Last week, the London Irish Town Planners held a seminar on urban regeneration, featuring the director of planning at the Old Oak and Park Royal Development Corporation. Here, The Planner takes a look at what we need to know about the capital's largest development, which aims to deliver 24,000 homes and create 55,000 jobs.

Corporation acts as planning authority


The Old Oak and Park Royal Development Corporation, which is a statutory body, was established on 1 April 2015. According to Michael Mulhern, the Corporation’s director of planning, it is currently the “largest regeneration project” in the UK.

As a statutory body, the Corporation is effectively the planning authority for the area – it is responsible for writing the planning policy, negotiating Community Infrastructure Levy (CIL) and s.106 agreements, and determining planning applications, as well as having compulsory purchase powers.

“We have taken over the planning powers from the local boroughs”, Mulhern said.

HS2 station will be second largest in UK


Mulhern said that when talks began four years ago, the government was in discussions with the Mayor of London about the delivery of High Speed 2 (HS2), which is “clearly about transport, moving people around, from the north and vice-versa”. The conversation also took on a new element: regeneration.

The HS2 Bill is currently going through parliament and the new line is scheduled to be operational in 2026. Mulhern said the station at Old Oak and Park Royal “will be the largest built in the UK in nearly a century.

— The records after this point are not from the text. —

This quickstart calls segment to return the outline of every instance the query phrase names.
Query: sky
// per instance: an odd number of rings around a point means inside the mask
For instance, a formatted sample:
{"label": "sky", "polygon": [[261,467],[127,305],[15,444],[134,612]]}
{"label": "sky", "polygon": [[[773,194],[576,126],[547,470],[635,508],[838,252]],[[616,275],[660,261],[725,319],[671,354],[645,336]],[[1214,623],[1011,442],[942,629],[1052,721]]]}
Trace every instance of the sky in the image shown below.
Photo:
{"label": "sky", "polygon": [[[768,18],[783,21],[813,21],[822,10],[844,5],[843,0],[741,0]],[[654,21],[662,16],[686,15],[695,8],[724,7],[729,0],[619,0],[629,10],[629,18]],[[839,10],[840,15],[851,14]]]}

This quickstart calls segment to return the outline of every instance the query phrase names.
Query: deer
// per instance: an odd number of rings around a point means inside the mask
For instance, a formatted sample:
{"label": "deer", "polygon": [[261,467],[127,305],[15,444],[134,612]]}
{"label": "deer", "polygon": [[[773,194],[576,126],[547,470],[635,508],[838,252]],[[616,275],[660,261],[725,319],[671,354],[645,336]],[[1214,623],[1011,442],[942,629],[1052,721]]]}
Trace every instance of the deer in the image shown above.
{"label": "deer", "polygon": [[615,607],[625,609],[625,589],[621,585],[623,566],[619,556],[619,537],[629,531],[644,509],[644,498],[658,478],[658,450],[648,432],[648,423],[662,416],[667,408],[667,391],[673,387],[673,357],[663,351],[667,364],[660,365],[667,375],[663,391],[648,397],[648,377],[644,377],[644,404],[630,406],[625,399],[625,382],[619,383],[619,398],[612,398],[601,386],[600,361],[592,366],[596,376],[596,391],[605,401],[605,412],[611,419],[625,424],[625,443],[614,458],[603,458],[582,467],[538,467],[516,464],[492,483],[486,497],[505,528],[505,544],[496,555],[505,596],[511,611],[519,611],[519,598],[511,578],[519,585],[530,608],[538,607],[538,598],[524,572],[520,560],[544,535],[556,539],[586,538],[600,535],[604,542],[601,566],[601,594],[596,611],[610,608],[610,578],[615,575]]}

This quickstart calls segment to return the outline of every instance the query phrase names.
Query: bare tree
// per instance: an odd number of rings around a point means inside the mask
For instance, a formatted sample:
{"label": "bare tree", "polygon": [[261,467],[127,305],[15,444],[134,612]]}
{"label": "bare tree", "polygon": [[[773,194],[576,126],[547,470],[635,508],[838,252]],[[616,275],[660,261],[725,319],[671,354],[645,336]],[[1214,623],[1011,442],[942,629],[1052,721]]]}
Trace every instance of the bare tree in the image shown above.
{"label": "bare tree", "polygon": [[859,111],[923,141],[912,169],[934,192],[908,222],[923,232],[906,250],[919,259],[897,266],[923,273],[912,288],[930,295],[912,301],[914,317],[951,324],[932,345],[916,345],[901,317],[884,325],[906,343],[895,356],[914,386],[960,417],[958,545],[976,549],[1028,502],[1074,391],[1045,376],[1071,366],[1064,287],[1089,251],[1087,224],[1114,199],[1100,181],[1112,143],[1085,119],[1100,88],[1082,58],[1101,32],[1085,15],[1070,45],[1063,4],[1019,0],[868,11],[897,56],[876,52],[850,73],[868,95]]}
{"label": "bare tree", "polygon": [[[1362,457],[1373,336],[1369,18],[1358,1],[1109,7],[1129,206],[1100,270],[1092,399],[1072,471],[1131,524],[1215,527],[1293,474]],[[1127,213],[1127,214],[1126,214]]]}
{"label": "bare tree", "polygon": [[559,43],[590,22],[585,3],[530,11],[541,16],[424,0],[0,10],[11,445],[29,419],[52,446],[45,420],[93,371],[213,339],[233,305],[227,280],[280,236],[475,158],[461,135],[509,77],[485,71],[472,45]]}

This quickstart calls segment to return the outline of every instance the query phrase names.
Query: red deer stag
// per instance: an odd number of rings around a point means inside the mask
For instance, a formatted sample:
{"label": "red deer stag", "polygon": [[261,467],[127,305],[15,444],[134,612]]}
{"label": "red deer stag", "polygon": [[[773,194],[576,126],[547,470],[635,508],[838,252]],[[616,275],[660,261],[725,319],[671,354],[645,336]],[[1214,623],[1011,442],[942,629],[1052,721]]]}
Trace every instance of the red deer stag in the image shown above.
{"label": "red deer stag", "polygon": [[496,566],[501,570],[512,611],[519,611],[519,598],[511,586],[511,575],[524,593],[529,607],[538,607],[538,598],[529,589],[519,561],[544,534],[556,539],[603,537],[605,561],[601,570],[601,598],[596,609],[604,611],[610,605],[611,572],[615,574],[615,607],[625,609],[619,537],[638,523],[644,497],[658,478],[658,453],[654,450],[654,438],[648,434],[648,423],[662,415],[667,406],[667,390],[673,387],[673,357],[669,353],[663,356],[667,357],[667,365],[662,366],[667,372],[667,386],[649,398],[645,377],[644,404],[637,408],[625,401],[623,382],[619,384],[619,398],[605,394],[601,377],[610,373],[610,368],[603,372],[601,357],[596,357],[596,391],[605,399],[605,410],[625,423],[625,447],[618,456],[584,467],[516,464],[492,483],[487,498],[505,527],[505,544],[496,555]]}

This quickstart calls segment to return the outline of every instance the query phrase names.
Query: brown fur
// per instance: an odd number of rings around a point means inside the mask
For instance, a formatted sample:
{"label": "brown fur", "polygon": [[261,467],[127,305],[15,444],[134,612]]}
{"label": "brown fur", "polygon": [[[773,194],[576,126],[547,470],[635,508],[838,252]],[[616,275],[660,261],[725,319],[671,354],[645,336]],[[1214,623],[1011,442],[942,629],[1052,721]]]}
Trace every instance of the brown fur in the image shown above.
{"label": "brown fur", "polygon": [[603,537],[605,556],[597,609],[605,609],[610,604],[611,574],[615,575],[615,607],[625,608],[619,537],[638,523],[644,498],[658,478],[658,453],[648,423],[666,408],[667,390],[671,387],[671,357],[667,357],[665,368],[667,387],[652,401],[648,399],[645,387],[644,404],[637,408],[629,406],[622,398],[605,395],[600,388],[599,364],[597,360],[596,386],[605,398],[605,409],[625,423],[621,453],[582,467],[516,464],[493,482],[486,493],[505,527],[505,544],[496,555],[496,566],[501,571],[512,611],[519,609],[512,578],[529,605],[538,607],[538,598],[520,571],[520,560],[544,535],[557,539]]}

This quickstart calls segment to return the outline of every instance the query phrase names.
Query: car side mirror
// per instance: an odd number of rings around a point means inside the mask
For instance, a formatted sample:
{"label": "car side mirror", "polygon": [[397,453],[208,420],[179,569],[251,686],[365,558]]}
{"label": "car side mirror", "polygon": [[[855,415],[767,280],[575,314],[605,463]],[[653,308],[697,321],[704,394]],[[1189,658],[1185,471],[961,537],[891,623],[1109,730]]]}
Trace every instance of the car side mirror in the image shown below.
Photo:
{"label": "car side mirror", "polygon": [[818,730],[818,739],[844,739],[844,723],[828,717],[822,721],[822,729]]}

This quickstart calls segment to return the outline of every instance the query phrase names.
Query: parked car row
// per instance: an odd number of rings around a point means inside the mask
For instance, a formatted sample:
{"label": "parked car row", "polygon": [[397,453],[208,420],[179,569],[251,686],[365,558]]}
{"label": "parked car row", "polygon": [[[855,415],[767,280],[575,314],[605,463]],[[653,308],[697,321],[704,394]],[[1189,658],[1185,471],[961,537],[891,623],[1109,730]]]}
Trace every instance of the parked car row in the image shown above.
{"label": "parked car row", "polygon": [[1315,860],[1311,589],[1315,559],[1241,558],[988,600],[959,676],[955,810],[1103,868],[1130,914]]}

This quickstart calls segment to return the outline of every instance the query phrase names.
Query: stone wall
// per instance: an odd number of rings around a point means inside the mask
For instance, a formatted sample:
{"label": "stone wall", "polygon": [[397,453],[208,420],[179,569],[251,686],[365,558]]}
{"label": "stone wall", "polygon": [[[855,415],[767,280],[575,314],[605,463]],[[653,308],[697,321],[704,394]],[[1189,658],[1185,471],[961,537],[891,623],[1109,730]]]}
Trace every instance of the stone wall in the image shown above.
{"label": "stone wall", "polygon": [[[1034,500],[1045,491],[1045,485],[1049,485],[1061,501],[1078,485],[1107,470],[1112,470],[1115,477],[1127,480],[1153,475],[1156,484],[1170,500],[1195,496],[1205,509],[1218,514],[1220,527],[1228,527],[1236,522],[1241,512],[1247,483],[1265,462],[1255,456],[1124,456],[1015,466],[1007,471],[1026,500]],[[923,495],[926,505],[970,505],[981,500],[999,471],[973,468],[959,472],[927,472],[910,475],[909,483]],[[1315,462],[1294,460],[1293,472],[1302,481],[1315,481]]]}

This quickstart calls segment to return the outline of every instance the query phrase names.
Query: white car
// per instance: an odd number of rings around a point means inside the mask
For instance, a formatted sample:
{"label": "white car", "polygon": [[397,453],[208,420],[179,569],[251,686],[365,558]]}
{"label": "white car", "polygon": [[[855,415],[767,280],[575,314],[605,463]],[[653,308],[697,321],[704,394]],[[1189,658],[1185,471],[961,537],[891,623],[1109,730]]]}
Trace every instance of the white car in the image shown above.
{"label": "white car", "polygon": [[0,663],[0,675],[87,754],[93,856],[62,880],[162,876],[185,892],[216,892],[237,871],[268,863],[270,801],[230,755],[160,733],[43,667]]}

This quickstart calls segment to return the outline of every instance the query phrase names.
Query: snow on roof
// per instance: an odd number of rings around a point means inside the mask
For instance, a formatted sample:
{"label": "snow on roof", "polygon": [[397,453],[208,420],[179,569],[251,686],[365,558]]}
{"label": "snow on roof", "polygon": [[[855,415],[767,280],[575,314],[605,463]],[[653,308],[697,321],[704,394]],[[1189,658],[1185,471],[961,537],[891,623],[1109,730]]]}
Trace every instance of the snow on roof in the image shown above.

“When fully operational it will be 90 per cent of the size of Waterloo, making it the second largest station in the UK.”

That station will be built on a 140-hectare brownfield site in zone 2. There will be four other stations on the development site: two existing – North Acton and Willesden Junction; and two new London Overground stations, with lines to Clapham Junction and to Richmond. A Crossrail deport will also be located on the site. The Corporation is currently discussing the plans with Transport for London.

‘Creating a heartbeat’ for the area


Mulhern began working on the project two years ago. He said it was about how to “create a heartbeat for Old Oak”.

“How do we think about rail and transport as a catalyst to bring people in, work there and how do we keep them?” he asked.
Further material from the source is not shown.